Firstly Capital, to which we finally have access. The three D’s I spoke of earlier, when combined
with reforms, have made us a magnet for global liquidity, and we suffer no shortage of the fuel
needed to grow our companies, both domestically and internationally.

Secondly, Competence, in the form of a whole new generation of highly educated, adaptive and
experienced managers. People like Arun and Indra Nooyi have proven that there are no glass
ceilings in the world that can contain them. There are many more like them right here in India,
who are ready and willing to steer Indian corporations successfully onto the world stage.

And thirdly, Critical mass.
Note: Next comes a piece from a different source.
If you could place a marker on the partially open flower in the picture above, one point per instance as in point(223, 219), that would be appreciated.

With consistent economic growth, the Indian market is maturing into
one of the largest and most robust in the world, and this provides us with the opportunity to build
world scale businesses in our OWN backyard, which then serve as a springboard to global
markets.

As a result, there is the same sense of excitement of infinite possibility that existed when we first
got independence, and as we struggle, we are indeed beginning to know ourselves and our
potential for the first time, and for once, we suffer no lack of self belief.
So, in closing, in order to support the metaphor of circularity, I’d like to quote T.S.Eliot again
from a poem that he wrote about a hesitant individual who thought:

“There will be time to wonder,


Do I dare, Do I dare?
Time to turn back and descend the stair…
Do I dare
Disturb the Universe?”

For us in India, there is no such diffidence, and there will be no turning back.
India and Indian companies, including Mahindra, will continue ascending the staircase and
continue aspiring----to Disturb the Universe.